SPORTO: During your time at Team Sky you helped to reach sponsorship return on investment for brands including Sky, 21st Century Fox, Jaguar, Gatorade and Oakley. What have you learned from your ‘cycling years’?

MALPH MINNS: People talk a lot about the principles of good sponsorship/partnerships, but few apply them, or have the opportunity to. At Team Sky we were in the fortunate position of having a very smart owner in Sky. They recognized that we would need time and investment to build a brand with a clear purpose, objectives and identity. Rights holders often see marketing as a cost, but it in fact is a hugely valuable investment that can return value in both tangible and intangible ways over the long term.
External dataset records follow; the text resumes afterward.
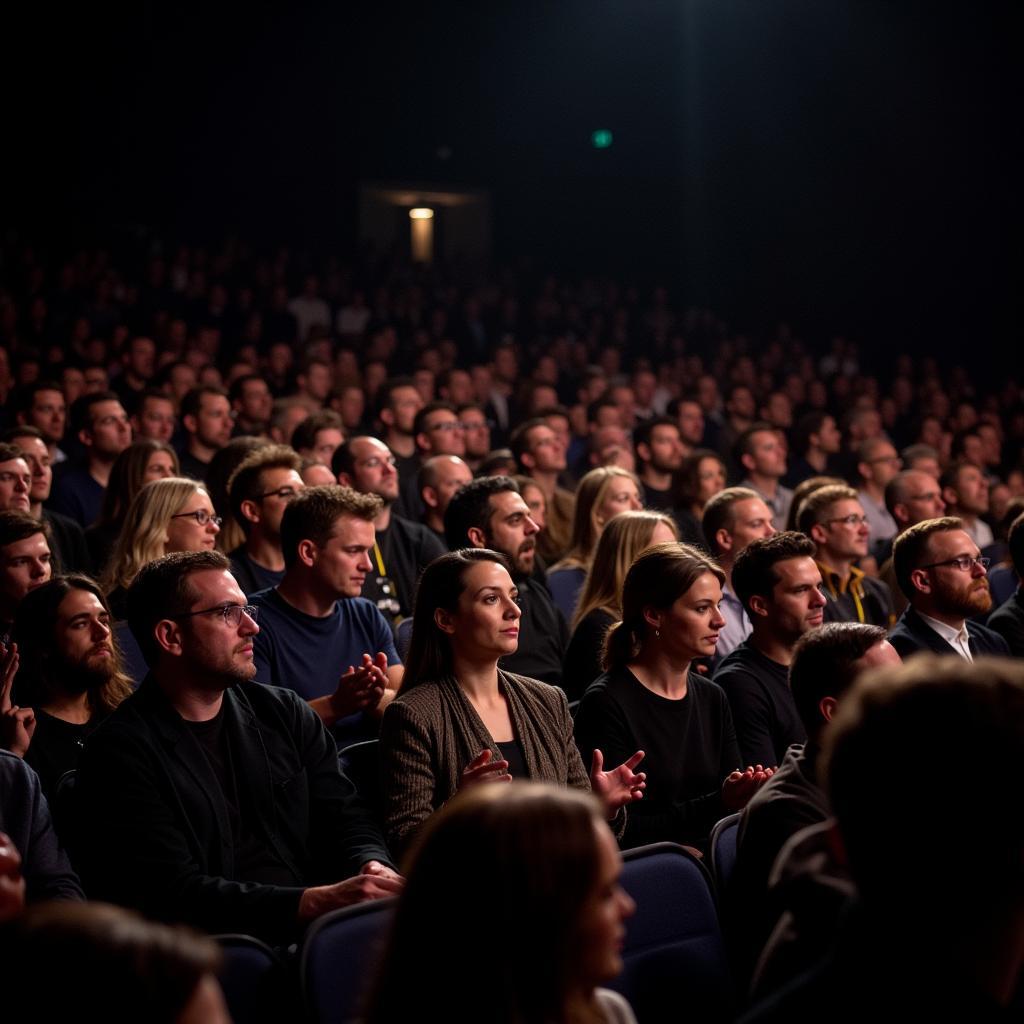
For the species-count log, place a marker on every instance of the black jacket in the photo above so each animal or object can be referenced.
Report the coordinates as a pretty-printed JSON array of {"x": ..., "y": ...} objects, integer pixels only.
[{"x": 154, "y": 830}]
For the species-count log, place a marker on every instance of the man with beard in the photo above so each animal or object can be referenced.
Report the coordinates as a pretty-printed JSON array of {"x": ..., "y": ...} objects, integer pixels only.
[
  {"x": 940, "y": 571},
  {"x": 70, "y": 672},
  {"x": 401, "y": 549},
  {"x": 489, "y": 512}
]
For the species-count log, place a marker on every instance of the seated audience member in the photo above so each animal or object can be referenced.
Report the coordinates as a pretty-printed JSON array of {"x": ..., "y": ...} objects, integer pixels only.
[
  {"x": 701, "y": 477},
  {"x": 318, "y": 435},
  {"x": 965, "y": 489},
  {"x": 911, "y": 497},
  {"x": 527, "y": 852},
  {"x": 25, "y": 818},
  {"x": 1008, "y": 620},
  {"x": 25, "y": 562},
  {"x": 602, "y": 494},
  {"x": 650, "y": 699},
  {"x": 878, "y": 463},
  {"x": 816, "y": 440},
  {"x": 170, "y": 514},
  {"x": 825, "y": 663},
  {"x": 541, "y": 456},
  {"x": 624, "y": 539},
  {"x": 731, "y": 519},
  {"x": 209, "y": 799},
  {"x": 834, "y": 518},
  {"x": 70, "y": 551},
  {"x": 154, "y": 417},
  {"x": 943, "y": 578},
  {"x": 460, "y": 720},
  {"x": 317, "y": 636},
  {"x": 259, "y": 492},
  {"x": 206, "y": 419},
  {"x": 114, "y": 966},
  {"x": 761, "y": 457},
  {"x": 491, "y": 513},
  {"x": 937, "y": 932},
  {"x": 101, "y": 426},
  {"x": 778, "y": 584},
  {"x": 401, "y": 549},
  {"x": 141, "y": 462},
  {"x": 69, "y": 674},
  {"x": 439, "y": 478}
]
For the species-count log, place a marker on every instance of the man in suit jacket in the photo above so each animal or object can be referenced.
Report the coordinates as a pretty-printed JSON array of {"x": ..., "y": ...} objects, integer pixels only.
[
  {"x": 940, "y": 570},
  {"x": 212, "y": 800}
]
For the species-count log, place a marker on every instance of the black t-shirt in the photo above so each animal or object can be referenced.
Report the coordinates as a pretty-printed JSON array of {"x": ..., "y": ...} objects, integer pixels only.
[
  {"x": 689, "y": 747},
  {"x": 763, "y": 710}
]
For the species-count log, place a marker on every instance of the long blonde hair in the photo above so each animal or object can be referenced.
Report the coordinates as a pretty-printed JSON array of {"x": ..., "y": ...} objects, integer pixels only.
[
  {"x": 586, "y": 529},
  {"x": 624, "y": 538},
  {"x": 143, "y": 536}
]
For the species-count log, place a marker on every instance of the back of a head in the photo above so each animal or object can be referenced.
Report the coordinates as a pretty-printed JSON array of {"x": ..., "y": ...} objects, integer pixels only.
[
  {"x": 912, "y": 750},
  {"x": 494, "y": 862}
]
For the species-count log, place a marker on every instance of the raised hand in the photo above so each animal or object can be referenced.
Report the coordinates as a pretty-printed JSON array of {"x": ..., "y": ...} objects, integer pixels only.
[{"x": 621, "y": 785}]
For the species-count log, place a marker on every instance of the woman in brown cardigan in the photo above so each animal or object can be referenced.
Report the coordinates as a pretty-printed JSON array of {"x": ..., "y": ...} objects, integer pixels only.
[{"x": 460, "y": 720}]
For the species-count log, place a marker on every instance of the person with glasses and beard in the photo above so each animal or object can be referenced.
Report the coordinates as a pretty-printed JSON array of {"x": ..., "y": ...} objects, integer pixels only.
[
  {"x": 940, "y": 570},
  {"x": 70, "y": 671}
]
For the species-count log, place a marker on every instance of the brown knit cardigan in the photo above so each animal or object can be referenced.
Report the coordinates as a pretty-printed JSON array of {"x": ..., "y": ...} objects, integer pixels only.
[{"x": 430, "y": 732}]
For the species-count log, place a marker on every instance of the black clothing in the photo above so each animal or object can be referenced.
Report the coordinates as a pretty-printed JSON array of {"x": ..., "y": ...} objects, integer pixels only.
[
  {"x": 762, "y": 705},
  {"x": 252, "y": 577},
  {"x": 1008, "y": 621},
  {"x": 689, "y": 745},
  {"x": 156, "y": 832},
  {"x": 543, "y": 636},
  {"x": 911, "y": 634},
  {"x": 583, "y": 658},
  {"x": 406, "y": 549}
]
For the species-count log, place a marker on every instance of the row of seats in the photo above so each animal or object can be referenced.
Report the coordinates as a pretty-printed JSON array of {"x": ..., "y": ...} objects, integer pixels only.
[{"x": 675, "y": 960}]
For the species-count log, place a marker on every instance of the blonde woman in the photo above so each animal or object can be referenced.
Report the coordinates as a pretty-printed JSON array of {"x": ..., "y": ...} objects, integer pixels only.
[
  {"x": 626, "y": 537},
  {"x": 174, "y": 514},
  {"x": 603, "y": 494}
]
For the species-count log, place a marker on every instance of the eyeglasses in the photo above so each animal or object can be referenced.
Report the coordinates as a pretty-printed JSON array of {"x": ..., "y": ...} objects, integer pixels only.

We recognized from the off that great partnerships weren’t just about how much investment we could raise, but it was about having an aligned vision, objectives and way of doing things – as well as having partners willing to invest in their activations, thus growing our media footprint. At the beginning, your brand is always going to be small, with your partners having far bigger brands and reach. Key for us was how we could work together, aggregating the activity of our partners, to grow our own brand and therefore value. This intangible value of partnerships is often not recognized or is misunderstood. Some rights holders see servicing sponsor requests as a necessary evil, while we looked upon it very much as a huge opportunity. If you don’t get this right at the start, you spend the rest of your relationship trying to force fit the partnership. This leads to activations that largely don’t resonate with the audience, thus not delivering for the rights holder nor the sponsor, and a high turnover of partnerships. This means your commercial team has an annual job of attracting someone new in and you fall into a sales cycle and mindset, rather than one of investment and value creation.

“In a partnership between brands and rights holders you need to recognise that being a smaller part of something big is better than being a big part of something small, and have clear ownable territories for each partner e.g. innovation, design etc.”

In the five years I was with Team Sky, there wasn’t one partner that wanted to leave. Those that did were purely because we found a better fit elsewhere or they couldn’t afford the rights fee anymore. We had a 100-percent renewal and upsell record across a family of over 20 partners and in a sport that had always struggled to attract global brands.